Um galho inteiro do plátano em frente ao meu vizinho despencou estrepitosamente momentos atrás, me arrancando dos braços de Morfeu.
Em seu abandono, os velhos plátanos crivados de parasitas vão aos poucos se desfazendo de membros inteiros na luta pela sobrevivência.
Neste conglomerado humano, asfalto e concreto são as únicas prioridades.
Alguns instantes depois vi esta foto no Facebook.
A primeira coisa que me saltou aos olhos foi o contraste entre a sensação de liberdade, a pulsação de vida que a presença desse horizonte aberto despertou dentro de mim e a opressiva sensação de confinamento causada pelo que a vista de minha janela (e olha que sou privilegiada por ter uma praça logo do outro lado da rua), que me sujeita a um modelo de urbanização que não só permite como incentiva que o concreto se erga como uma muralha sequestrando o horizonte para disponibiliza-lo apenas a uma minoria por um preço adicional - ainda assim é questionável a qualidade do "horizonte" oferecido, já que a esta altura só mostra a proliferação desordenada do cancro de concreto e asfalto em todas as direções.

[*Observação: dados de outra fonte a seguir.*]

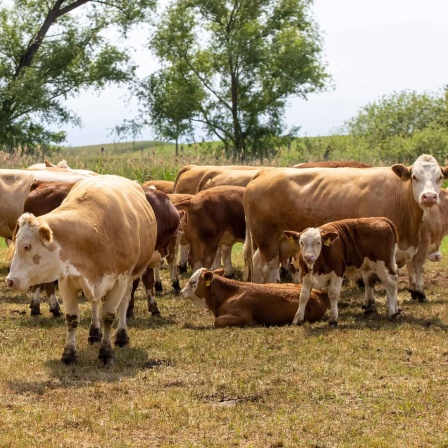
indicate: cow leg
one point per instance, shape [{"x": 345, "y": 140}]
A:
[
  {"x": 369, "y": 299},
  {"x": 55, "y": 309},
  {"x": 35, "y": 300},
  {"x": 183, "y": 257},
  {"x": 229, "y": 320},
  {"x": 227, "y": 261},
  {"x": 270, "y": 271},
  {"x": 69, "y": 294},
  {"x": 130, "y": 310},
  {"x": 148, "y": 281},
  {"x": 334, "y": 291},
  {"x": 307, "y": 284},
  {"x": 95, "y": 333},
  {"x": 390, "y": 281},
  {"x": 113, "y": 299},
  {"x": 158, "y": 283}
]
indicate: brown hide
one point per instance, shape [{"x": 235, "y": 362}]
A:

A felicidade se alimenta da beleza, e a beleza na mídia é como fast-food: enche os olhos mas não nutre a alma.
Não bastasse isso, a ausência de um horizonte, de alguma coisa bela e perene à distância priva-nos da noção de dimensão, de perspectiva.
Desenvolvemos uma visão míope da vida.
Sem perspectiva, sem dimensão, nosso modus vivendi et operandi é o imediatismo.
Imediatismo não é "viver no momento", como a propaganda gostaria que você acreditasse. Não é carpe diem, porque é muito mais frustrante do que prazeiroso.
Não é o Wu Wei, porque seu método de ação é projetado externamente, voltado a moldar o ambiente ao indivíduo, e não uma ação interna de transcendência dos fatores externos. Mesmo a falácia pseudo-zen do pensamento positivo e das manifestações é uma negação do Wu Wei, configurando via de regra apenas um retrocesso ao pensamento mágico da infância.
O imediatismo é a negação do Tao, o "Caminho"; e nisso, a negação do próprio universo no qual nos inserimos como uma mísera partícula de fóton, se tanto.
É viver num frenesi unidimensional, buscando resultados imediatos para problemas imediatos, sem nenhuma perspectiva passada ou futura, logo, sem nenhuma solução de continuidade.
Enclausurados entre as muralhas das nossas cidades, alienados da dimensão e perspectiva da Natureza - nossa referência mais próxima do Universo; fantasiamos ter criado um todo à parte, como se a Terra fosse uma bolha suspensa no vácuo onde imitamos os deuses do Olimpo, entretendo-nos com jogos de guerra e poder; quando uma tempestade solar de significativa magnitude (que um dia virá com certeza) é o que basta para nos pulverizar em segundos.
Sem a menor perspectiva da dimensão cíclica da natureza, mentimos, roubamos, chantageamos, manipulamos, prejudicamos, exploramos e chegamos a matar, como se os outros seres humanos não fossem mais que peões enfileirados para para serem dispostos conforme a vontade imediata em nossos tabuleirinhos de xadrez; quando um único meteoro com uma massa significativa (que um dia nos atingirá com certeza) é o que basta para que nada ou muito pouco reste da nossa empáfia.
Enfim, tudo isso para dizer que a única alternativa que vejo ao estado atual das coisas é um retorno á natureza: o que não implica absolutamente abrir mão da tecnologia de que dispomos mas antes adequá-la à promoção da vida e não da morte no planeta em todos os níveis.
A quem ainda não tenha lido, recomendo fortemente que procure, leia e releia Walden - A Vida nos Bosques, de Henry David Thoreau, publicado inicialmente em 1854 e hoje mais atual do que nunca. Este livro fornece todo o substrato intelectual para ajudá-lo a começar a visualizar alternativas práticas ao (comprovadamente fracassado) modelo de mundo em que vivemos.
Se não todas, boa parte das "síndromes", "distúrbios" e doenças em geral que afligem o homo-urbanus são meros sintomas de uma doença maior: a Síndrome do Déficit de Natureza.
Só existe um remédio para essa doença, e ele passa muito, mas muito longe da indústria farmacêutica. A cura começa ao se abrir os olhos e ver a ilusão pelo que é:
Controle imediato não é controle, é paliativo.
Poder imediato não é poder, é dominação.
Vida imediata não é vida, é sobrevivência.